Os mercados começam o dia divididos entre a agenda econômica dos Estados Unidos e os acontecimentos no Brasil. Lá fora, dados e sinais do Federal Reserve (Fed) concentram as atenções. Aqui, uma nova fase de operação da Polícia Federal movimenta o noticiário e entra no radar dos investidores.
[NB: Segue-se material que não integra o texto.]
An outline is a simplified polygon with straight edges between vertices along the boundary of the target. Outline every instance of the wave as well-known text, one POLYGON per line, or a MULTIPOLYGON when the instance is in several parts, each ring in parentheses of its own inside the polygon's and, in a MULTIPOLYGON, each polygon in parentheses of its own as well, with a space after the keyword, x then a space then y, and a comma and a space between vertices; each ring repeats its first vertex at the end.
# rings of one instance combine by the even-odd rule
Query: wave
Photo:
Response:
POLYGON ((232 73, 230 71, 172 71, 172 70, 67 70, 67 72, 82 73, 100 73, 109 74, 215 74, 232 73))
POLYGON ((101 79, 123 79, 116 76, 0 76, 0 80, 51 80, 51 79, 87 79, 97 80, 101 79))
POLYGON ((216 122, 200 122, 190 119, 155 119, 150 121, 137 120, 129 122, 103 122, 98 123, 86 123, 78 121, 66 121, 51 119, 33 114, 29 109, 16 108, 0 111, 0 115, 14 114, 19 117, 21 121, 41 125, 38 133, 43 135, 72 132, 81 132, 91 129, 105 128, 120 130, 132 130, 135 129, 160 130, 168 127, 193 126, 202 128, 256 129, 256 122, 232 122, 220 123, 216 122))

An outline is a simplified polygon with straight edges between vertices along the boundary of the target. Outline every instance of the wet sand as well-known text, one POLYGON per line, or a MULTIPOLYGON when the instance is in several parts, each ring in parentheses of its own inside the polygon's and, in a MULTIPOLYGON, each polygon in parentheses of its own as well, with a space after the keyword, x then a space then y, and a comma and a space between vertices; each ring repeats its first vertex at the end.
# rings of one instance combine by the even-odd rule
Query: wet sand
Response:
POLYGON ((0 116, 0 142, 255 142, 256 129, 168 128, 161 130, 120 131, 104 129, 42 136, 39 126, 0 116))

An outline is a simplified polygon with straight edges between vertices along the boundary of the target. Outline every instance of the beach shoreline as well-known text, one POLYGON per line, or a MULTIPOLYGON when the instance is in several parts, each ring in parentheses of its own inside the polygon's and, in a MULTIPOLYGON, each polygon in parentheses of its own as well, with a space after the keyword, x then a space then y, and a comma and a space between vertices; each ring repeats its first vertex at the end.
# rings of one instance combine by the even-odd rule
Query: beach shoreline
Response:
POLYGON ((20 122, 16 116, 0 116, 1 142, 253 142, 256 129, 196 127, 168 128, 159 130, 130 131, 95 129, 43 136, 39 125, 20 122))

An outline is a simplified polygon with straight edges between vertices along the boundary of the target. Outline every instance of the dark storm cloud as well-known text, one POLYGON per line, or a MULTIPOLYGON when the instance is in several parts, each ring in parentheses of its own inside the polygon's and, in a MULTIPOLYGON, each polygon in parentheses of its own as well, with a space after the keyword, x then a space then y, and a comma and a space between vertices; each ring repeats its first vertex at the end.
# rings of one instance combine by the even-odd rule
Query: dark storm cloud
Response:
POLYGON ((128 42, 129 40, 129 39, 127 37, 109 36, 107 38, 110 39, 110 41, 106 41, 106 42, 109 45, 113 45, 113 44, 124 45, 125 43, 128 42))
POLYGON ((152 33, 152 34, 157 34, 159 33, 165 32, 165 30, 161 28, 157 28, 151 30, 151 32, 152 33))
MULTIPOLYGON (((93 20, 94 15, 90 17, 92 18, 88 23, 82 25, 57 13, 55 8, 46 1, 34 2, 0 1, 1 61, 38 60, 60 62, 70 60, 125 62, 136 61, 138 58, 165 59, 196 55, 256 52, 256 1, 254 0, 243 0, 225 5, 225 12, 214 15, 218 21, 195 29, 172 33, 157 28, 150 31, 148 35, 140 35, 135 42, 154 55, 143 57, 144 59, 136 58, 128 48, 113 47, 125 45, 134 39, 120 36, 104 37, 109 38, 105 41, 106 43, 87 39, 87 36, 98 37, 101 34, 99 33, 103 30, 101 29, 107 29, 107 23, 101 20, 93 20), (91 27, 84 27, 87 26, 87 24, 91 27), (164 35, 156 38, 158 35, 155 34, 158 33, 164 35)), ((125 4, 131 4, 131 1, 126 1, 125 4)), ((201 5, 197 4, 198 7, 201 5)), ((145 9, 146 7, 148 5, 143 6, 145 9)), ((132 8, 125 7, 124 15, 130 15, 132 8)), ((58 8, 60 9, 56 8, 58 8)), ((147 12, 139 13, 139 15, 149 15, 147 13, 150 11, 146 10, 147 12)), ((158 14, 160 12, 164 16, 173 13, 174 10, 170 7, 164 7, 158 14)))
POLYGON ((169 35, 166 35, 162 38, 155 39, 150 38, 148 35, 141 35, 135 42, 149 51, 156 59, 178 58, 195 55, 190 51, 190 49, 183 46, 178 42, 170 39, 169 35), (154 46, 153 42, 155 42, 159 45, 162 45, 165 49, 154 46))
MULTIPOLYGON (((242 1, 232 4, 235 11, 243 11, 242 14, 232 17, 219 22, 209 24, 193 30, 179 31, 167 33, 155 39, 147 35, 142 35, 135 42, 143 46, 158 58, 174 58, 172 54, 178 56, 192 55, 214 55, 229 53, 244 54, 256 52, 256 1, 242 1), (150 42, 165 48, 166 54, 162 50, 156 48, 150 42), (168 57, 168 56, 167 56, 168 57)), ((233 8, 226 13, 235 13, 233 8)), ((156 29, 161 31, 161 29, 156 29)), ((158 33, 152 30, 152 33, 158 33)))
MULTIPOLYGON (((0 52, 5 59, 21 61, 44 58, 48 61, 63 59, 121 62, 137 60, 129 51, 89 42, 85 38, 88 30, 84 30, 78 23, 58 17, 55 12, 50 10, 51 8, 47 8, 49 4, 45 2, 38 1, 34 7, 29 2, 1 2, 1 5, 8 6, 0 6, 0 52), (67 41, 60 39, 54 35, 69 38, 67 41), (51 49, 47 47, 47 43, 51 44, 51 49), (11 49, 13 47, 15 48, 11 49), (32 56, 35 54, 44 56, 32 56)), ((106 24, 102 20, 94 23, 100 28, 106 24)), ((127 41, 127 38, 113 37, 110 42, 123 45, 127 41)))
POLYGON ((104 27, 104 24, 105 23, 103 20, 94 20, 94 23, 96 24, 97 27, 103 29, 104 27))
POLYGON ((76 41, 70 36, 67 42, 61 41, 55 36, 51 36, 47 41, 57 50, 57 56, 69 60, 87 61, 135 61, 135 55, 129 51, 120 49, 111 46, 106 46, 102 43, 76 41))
Dólar, moeda norte-americana
Foto: FreePik
PF avança em investigação sobre supostas fraudes financeiras
A Polícia Federal deflagrou nesta quarta a segunda fase de uma operação que apura um suposto esquema de fraudes financeiras envolvendo o Banco Master. Agentes cumprem mandados de busca em endereços ligados ao controlador da instituição, Daniel Vorcaro, e a familiares.
Além de Vorcaro e parentes, a operação também tem como alvos o empresário Nelson Tanure e o investidor João Carlos Mansur, ex-presidente da gestora de fundos Reag Investimentos, de acordo com informações divulgadas pela PF.
Dados do Fed e Livro Bege no foco dos mercados
Nos Estados Unidos, serão divulgadas nesta quarta as vendas no varejo e o índice de preços ao produtor (PPI), estatísticas acompanhadas de perto pelo Federal Reserve. Economistas consultados pela Reuters projetam alta de 2,70% para o PPI em 12 meses.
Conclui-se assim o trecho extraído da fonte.